Pressing our luck
Against such bellicose public officials and an administration highly antagonistic to the press, DAILY TRIBUNE has once again led the charge, and damn the torpedoes.

Against such bellicose public officials and an administration highly antagonistic to the press, DAILY TRIBUNE has once again led the charge, and damn the torpedoes.

DAILY TRIBUNE president Willie Fernandez
Before the DAILY TRIBUNE, the extent of my newspaper writing experience was churning out weekly op-ed columns for three Filipino tabloids that all later folded up (not because of me, I hope).
Then I started making movie reviews for an English broadsheet, but that was intermittent, only when there were movies that I felt deserved to be reviewed.
That is why I will be eternally grateful to Boss Willie Fernandez, who asked me to write a weekly op-ed column for this paper when he ran into me at the Dusit Hotel (where decades ago, when it was called Manila Garden, I used to sing for a living at the Concourse Lounge with the late great Eli Sayson on piano).
I was both elated and honored, for I was being asked to become a columnist, not just for an ordinary broadsheet, but the DAILY TRIBUNE, no less.

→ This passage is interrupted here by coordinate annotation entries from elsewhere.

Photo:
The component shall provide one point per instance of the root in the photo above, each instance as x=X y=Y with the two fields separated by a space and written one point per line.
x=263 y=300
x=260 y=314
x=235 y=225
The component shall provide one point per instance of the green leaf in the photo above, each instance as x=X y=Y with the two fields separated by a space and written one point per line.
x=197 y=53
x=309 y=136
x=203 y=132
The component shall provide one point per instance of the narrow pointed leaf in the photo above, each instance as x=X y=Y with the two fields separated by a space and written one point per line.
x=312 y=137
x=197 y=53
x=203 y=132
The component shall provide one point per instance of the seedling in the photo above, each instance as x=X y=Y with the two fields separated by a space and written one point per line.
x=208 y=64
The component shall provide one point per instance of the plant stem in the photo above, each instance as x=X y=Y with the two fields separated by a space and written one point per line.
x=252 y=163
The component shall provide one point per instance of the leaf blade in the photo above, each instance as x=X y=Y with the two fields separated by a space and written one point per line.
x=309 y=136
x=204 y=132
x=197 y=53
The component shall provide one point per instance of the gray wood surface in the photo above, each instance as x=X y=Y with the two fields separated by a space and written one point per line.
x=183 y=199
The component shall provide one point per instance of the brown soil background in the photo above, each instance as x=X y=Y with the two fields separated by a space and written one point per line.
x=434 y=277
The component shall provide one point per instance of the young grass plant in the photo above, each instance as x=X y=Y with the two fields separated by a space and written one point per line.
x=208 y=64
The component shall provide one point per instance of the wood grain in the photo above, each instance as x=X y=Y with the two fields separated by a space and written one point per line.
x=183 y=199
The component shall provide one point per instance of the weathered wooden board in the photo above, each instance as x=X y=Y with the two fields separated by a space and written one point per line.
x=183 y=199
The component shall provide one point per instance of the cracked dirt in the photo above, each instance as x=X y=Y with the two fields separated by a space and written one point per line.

A publication that I knew, even then, went over and above the call of duty as a bastion of free expression. For an Inquirer only asks, a Bulletin only posts, and a Star may dim and even fall, but a TRIBUNE, by the origin of the term from ancient Rome, protects the rights and interests of the common people — the plebeians — from the abuses of the Patricians, those who are in power.
And throughout its 26-year history, DAILY TRIBUNE has lived up to its name every day. It has lasted through four presidents and is now on its fifth. It has endured raids and physical occupation by the police. Its publishers, editors and columnists have faced countless lawsuits — criminal convictions even — but the paper remains unbowed, the spirit that animates its mission of reporting the news “without fear, without favor” undiminished, the menace of the years finding it unafraid and under the bludgeoning of chance never wincing nor crying aloud.
Such, I believe (and fear) is the lot of the Fourth Estate, especially in times that try men’s souls (to borrow from Thomas Paine), under a government where lawfare is the norm, and state institutions have been weaponized to silence critics and discordant noises.
Against such bellicose public officials and an administration highly antagonistic to the press, DAILY TRIBUNE has once again led the charge, and damn the torpedoes.
It famously coined the term “Floodgate” to refer to the trillion-peso flood control scandal, the greatest thievery in the Philippines, and has courageously continued to report on it after many have been silenced. It has championed the causes of the overseas workers at the risk of lawsuits.
All that while maintaining a happy balance of contending views among its many distinguished columnists, from the sublime to the ridiculous.
Truly, DAILY TRIBUNE has pressed its luck for so long and, fortunately, its luck continues to hold. Many doomsayers have predicted the demise of the physical newspaper due to the advent of digital media, but newspapers such as ours continue to soldier on.
This is a testament not only to luck but to the essential need of a democratic society for a free press and to Boss Willie’s determination to cater to that need. For they also serve truly and well the cause of freedom, those who carry the torch of free expression.
Long may DAILY TRIBUNE and Boss Willie Fernandez live! YEAH BA!